This year’s Flink Forward Europe (FFE) was held at a new venue: the bcc Berlin Congress Center. The new location enabled organizers to feature even-more talks and accommodate more participants, which was timely, given the record attendance.
At FFE 2019, Philipp Grulich and Jonas Traub, researchers in the Database Systems and Information Management Group at TU Berlin, offered a presentation entitled “Scotty: Efficient Window Aggregation with General Stream Slicing.” Scotty is a high-performance window and aggregation operator that can be integrated into Apache Flink, Apache Beam, and Apache Storm. Window aggregation is a core operation in data stream processing systems.
Existing aggregation techniques focus on reducing latency, eliminating redundant computations, and minimizing memory usage. However, each of these aggregation techniques operates under different assumptions with respect to workload characteristics, such as the properties of aggregation functions (e.g., invertible, associative), window types (e.g., sliding, sessions), windowing measures (e.g., time-based, count-based), and stream (dis)order. Violating these assumptions can deem an aggregation technique to be unusable or drastically reduce its performance.
In their talk, Philipp and Jonas presented their research on a general stream slicing technique for window aggregation. Their technique automatically adapts to workload characteristics, so as to improve performance without sacrificing general applicability. Their research on general stream slicing was first published at EDBT 2019, where they received the Best Paper Award [1]. The Scotty Window Processor and its connectors for different streaming systems are available open-source [2] and the authors welcome contributions.
In addition, Jeyhun Karimov, a researcher in the Intelligent Analytics for Massive Data Research Department at the German Research Center for Artificial Intelligence (DFKI), presented his work on “AStream: Ad-hoc Shared Stream Processing [3],” a system built on top of Apache Flink. The central design principle of most existing streaming engines is to handle queries that potentially run forever on data streams with a query-at-a-time model, where each query is optimized and executed separately.
In many real applications, streams are not only processed with long-running queries, but also thousands of short-running ad-hoc queries. To support this efficiently, it is essential to share resources and computation for stream ad-hoc queries in a multi-user environment. AStream bridges the gap between stream processing and ad-hoc queries in streaming engines by sharing computation and resources.

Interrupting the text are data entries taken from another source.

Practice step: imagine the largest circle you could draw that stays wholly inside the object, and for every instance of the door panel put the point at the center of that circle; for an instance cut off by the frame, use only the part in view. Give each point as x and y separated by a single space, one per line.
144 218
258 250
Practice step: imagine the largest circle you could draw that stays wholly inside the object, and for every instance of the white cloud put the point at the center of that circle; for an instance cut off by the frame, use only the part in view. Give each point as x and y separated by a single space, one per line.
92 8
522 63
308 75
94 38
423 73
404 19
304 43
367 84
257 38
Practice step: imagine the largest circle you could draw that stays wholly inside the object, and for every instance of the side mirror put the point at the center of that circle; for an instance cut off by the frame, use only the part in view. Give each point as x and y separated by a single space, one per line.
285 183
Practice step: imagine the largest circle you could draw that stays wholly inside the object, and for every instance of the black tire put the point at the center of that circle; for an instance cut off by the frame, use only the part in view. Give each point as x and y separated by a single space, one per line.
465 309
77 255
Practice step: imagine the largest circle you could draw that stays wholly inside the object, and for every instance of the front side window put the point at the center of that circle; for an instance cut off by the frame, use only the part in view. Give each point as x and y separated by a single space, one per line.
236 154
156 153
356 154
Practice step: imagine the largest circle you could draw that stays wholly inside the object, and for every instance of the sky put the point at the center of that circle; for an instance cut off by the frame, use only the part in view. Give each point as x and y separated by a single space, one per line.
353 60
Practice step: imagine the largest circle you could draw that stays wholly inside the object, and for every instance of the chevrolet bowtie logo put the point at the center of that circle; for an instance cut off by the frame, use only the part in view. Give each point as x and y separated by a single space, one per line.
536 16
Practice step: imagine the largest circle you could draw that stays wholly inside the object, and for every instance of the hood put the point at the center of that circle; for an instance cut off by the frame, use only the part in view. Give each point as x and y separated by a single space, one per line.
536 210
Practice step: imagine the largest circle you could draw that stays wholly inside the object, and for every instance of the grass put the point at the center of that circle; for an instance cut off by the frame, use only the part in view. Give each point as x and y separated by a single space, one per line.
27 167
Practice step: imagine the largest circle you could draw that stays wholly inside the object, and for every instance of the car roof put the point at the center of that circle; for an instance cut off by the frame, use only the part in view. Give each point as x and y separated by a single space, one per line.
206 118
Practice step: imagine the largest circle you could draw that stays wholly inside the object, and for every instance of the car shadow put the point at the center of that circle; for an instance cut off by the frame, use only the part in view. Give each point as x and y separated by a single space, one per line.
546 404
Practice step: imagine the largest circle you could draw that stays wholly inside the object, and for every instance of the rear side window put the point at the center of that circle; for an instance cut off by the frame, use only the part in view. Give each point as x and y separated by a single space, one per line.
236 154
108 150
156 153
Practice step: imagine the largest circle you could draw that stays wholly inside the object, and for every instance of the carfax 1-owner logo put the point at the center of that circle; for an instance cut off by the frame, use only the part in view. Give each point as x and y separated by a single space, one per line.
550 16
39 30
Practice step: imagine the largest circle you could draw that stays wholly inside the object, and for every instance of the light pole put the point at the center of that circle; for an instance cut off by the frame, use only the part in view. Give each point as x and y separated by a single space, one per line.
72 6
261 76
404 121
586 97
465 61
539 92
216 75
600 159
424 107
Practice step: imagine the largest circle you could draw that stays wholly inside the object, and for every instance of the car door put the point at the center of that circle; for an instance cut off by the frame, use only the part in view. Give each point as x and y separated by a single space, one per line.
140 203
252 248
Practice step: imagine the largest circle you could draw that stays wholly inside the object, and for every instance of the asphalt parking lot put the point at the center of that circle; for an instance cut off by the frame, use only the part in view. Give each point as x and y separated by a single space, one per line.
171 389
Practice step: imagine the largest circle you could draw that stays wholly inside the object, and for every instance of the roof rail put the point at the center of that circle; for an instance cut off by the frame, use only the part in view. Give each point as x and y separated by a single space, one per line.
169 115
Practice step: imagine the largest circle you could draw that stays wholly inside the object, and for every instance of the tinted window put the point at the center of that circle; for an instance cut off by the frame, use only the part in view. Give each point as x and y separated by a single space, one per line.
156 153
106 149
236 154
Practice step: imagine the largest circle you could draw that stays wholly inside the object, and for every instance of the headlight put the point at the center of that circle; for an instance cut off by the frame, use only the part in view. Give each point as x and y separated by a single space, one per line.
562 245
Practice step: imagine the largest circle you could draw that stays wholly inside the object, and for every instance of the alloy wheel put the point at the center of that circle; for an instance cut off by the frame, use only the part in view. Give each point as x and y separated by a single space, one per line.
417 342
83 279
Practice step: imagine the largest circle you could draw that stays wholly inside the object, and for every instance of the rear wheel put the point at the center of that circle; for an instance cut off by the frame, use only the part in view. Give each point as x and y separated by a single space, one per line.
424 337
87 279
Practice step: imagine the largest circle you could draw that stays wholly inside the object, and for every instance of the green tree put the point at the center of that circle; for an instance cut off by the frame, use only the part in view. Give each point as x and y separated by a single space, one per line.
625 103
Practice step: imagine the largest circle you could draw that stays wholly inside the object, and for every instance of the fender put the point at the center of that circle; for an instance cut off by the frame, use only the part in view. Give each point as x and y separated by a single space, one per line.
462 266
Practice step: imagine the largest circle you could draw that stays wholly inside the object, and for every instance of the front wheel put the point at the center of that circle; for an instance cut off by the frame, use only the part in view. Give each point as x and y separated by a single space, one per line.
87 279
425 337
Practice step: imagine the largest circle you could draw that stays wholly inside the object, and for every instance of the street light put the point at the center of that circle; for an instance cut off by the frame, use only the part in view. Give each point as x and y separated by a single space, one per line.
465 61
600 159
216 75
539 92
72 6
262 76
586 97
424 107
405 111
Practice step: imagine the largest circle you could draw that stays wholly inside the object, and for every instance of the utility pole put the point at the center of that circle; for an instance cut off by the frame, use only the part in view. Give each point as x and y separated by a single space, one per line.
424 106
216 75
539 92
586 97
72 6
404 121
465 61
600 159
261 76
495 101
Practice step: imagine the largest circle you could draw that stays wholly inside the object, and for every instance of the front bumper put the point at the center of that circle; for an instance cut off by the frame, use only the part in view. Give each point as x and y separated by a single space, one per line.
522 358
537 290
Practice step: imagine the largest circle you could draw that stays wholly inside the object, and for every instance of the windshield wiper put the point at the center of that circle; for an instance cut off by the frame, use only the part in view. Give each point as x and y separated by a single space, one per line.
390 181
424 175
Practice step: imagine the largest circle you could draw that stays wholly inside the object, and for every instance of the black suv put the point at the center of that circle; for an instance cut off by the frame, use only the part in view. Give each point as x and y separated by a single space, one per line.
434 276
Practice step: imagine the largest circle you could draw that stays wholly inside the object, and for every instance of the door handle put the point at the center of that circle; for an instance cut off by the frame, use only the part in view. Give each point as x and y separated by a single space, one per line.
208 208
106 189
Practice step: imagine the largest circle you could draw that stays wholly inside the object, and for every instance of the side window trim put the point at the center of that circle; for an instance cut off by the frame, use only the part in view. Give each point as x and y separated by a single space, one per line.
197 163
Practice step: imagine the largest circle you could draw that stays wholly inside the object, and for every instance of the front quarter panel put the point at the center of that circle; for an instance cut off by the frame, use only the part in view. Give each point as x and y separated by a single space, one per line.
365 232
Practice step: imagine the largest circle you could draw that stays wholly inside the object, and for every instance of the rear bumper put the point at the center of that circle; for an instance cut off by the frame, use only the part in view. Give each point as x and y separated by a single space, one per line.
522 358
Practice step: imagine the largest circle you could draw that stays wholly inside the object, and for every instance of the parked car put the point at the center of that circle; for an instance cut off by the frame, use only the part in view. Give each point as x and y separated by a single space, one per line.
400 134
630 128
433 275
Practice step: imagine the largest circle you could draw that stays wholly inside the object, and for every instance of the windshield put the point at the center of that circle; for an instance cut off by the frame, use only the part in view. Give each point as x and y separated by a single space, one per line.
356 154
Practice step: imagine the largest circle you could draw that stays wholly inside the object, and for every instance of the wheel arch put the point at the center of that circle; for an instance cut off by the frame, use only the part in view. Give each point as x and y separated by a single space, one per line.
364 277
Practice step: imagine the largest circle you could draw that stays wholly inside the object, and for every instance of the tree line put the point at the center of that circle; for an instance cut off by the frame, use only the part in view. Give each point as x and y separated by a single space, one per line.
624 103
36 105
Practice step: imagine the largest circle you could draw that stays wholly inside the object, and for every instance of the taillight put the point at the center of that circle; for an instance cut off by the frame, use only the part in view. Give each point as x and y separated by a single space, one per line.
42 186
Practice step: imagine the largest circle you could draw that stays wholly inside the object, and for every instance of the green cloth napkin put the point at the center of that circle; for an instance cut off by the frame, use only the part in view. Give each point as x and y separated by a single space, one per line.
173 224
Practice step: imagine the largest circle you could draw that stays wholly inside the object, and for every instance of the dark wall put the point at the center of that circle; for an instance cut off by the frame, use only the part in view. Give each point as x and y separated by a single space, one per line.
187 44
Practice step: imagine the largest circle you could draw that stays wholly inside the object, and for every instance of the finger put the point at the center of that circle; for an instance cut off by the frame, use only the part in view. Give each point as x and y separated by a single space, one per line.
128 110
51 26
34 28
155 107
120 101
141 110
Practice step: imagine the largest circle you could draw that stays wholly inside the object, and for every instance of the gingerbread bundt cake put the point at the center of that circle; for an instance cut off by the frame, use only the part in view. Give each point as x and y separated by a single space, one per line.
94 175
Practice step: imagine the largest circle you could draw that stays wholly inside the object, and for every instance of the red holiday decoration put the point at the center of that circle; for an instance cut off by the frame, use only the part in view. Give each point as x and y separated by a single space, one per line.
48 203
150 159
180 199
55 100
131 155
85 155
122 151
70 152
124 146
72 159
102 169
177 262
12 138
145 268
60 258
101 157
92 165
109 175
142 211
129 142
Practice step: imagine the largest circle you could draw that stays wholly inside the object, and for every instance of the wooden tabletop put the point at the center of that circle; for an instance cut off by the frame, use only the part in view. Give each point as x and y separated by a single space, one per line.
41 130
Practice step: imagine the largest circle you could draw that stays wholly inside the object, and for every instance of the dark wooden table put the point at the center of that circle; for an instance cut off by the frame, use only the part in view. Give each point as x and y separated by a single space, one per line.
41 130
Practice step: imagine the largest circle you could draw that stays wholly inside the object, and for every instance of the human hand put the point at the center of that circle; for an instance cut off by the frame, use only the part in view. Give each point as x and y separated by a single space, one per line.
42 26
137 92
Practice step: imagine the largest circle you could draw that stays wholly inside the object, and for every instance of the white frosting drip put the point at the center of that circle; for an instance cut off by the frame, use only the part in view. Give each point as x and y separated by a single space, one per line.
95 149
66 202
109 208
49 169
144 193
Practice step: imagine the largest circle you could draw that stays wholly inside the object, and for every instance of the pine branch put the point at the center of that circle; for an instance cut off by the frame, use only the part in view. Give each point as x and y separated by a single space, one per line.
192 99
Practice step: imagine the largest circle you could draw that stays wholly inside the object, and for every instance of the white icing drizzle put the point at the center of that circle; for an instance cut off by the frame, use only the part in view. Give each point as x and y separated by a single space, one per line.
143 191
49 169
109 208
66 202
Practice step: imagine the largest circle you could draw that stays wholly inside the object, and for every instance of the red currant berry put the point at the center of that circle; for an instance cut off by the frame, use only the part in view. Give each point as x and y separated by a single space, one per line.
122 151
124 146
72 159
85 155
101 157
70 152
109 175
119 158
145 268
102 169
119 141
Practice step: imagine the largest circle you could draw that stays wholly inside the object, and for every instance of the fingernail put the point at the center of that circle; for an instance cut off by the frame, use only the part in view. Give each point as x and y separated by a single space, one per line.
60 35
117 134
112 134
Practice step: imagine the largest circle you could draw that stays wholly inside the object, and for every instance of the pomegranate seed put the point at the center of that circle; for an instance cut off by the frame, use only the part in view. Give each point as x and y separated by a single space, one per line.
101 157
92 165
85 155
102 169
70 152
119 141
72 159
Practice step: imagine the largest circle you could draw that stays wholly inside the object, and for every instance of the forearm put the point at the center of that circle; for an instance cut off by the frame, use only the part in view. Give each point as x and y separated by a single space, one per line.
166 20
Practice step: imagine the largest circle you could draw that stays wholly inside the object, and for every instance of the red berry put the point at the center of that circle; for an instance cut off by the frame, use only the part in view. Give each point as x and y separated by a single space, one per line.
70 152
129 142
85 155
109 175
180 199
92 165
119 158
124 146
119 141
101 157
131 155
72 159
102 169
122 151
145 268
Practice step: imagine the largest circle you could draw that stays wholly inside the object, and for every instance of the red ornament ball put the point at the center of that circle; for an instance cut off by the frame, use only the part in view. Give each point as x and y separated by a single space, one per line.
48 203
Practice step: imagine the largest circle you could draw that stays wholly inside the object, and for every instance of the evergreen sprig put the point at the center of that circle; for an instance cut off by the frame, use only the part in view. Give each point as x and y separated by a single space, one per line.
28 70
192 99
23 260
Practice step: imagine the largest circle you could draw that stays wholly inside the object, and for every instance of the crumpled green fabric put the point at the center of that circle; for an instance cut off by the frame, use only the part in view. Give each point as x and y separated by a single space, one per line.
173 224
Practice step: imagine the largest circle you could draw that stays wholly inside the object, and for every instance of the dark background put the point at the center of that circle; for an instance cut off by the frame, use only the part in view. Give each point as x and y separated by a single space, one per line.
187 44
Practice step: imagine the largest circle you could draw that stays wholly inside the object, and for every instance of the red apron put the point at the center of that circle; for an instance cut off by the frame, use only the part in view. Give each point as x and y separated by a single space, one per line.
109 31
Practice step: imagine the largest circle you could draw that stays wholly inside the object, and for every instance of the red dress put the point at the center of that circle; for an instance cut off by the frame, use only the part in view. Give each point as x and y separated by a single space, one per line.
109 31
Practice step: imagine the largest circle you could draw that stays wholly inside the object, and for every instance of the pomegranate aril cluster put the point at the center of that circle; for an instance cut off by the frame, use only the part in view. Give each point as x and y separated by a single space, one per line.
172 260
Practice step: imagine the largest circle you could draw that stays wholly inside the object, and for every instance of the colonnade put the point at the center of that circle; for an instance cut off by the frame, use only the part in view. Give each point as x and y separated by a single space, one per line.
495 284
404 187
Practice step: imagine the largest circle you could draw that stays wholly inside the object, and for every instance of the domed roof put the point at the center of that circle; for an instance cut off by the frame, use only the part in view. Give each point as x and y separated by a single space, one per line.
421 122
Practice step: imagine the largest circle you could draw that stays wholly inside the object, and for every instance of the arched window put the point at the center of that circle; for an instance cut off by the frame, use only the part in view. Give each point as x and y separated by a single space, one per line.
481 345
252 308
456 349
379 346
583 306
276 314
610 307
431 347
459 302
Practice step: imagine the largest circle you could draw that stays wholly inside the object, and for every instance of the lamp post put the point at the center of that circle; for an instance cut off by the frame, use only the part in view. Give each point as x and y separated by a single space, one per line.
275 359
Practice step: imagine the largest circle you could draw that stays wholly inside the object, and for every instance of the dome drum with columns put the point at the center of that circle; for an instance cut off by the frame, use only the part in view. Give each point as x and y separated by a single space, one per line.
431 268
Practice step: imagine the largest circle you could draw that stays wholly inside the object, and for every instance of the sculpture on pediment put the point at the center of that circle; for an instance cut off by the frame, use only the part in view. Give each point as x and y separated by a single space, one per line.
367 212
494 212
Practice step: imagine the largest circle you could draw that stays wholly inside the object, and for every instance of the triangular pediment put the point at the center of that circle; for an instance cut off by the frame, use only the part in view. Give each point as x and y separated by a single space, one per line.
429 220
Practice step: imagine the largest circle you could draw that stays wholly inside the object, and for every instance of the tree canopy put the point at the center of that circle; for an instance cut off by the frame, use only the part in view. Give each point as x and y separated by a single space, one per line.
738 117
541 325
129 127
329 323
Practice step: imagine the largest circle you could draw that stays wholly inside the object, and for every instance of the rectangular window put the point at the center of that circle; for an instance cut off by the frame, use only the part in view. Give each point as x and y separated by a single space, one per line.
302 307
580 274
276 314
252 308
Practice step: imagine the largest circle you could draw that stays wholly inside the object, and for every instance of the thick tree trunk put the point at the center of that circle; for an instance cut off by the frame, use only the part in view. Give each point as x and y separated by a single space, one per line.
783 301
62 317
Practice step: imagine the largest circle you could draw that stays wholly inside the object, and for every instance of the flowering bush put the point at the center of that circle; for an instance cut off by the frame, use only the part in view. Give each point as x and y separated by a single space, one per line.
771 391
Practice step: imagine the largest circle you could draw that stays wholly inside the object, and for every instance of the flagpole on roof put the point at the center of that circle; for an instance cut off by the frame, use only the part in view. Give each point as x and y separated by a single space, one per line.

AStream addresses three challenges. First, the challenge of integration: ad-hoc query processing should be a composable layer that extends stream operators, such as join and aggregation, among other operators. Second, the challenge of consistency: ad-hoc query creation and deletion must be performed in a consistent manner, to ensure exactly-once semantics and correctness. Third, the challenge of performance: unlike state-of-the-art stream processing engines, AStream maximizes both data and query throughput, via incremental computation and resource sharing. Thereby, making AStream the first system that supports all three of these requirements.
All of the slide presentations and recorded talks from the FFE conference are available online on SlideShare [4] and Youtube [5], respectively.
References
[1] “Efficient Window Aggregation with General Stream Slicing,” Jonas Traub, Philipp Grulich, Alejandro Rodríguez Cuéllar, Sebastian Breß, Asterios Katsifodimos, Tilmann Rabl, and Volker Markl, The 22nd International Conference on Extending Database Technology (EDBT) 2019, https://openproceedings.org/2019/conf/edbt/EDBT19_paper_171.pdf.
[2] Scotty Window Processor, Open Source Repository on GitHub: https://github.com/TU-Berlin-DIMA/scotty-window-processor.
[3] “AStream: Ad-hoc Shared Stream Processing,” Jeyhun Krimov, Tilmann Rabl, and Volker Markl, SIGMOD 2019:
http://www.redaktion.tu-berlin.de/fileadmin/fg131/Publikation/Papers/karimov-astream-ad-hoc-shared-stream-processing_preprint.pdf
[4] All slides from Flink Forward Europe 2019 on SlideShare: https://www.slideshare.net/FlinkForward.
[5] Playlist: All Flink Forward Europe 2019 Talks on YouTube: https://www.youtube.com/playlist?list=PLDX4T_cnKjD207Aa8b5CsZjc7Z_KRezGz.